Eu sei que a postagem é para registrar minha 3ª leitura do clássico da literatura brasileira Macunaíma... mas a introdução que fiz é uma espécie de contextualização do presente (quase metade do Brasil bolsonarista), do mundo violento e racista do Brasil de todos os séculos de sua história, do locus de referência de onde saíram clássicos com personagens como Brás Cubas, Riobaldo Tatarana, João Miramar, Paulo Honório, Fabiano, Macunaíma e tantos outros e outras figuras que representam ou tentam representar o que somos ou o que poderíamos ser. 

Todo bom livro gera em seus leitores sentimentos intensos, inquietações, reflexões, desejos, frustrações, sentimentos vários e até antagônicos. Macunaíma é um livro provocador ao extremo. O personagem e as peripécias da estória permitem leituras diversas sobre os mais variados temas da nossa gente. 

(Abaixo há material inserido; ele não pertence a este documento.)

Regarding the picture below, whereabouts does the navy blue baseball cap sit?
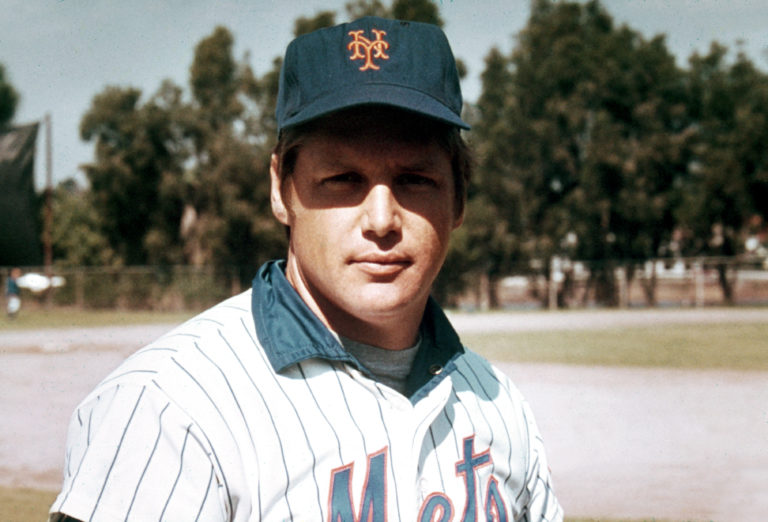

É uma ficção, é uma obra ficcional, não nos esqueçamos disso. Mas até por ser um livro de literatura é que se pode permitir todas as licenças poéticas necessárias para autor e leitores viajarem no mundo do lúdico e no mundo das ideias. E nesse sentido, Macunaíma segue sendo uma leitura importante, necessária, porque nela vemos a permanência dos temas inseridos na narrativa ficcional. 

O impulso para essa nova leitura do clássico de Mário de Andrade foi acelerado por participar do Instituto Conhecimento Liberta (ICL) e estar inscrito no curso "13 livros para compreender o Brasil", com os professores Lindener Pareto e Suze Piza. Macunaíma foi uma das obras escolhidas pelos organizadores para o curso. Agradeço a escolha e a oportunidade dada a leitores como eu que já havia lido o livro em outras épocas, sendo eu outra pessoa como todos nós somos, pessoas em constante mudança enquanto o viver prossegue.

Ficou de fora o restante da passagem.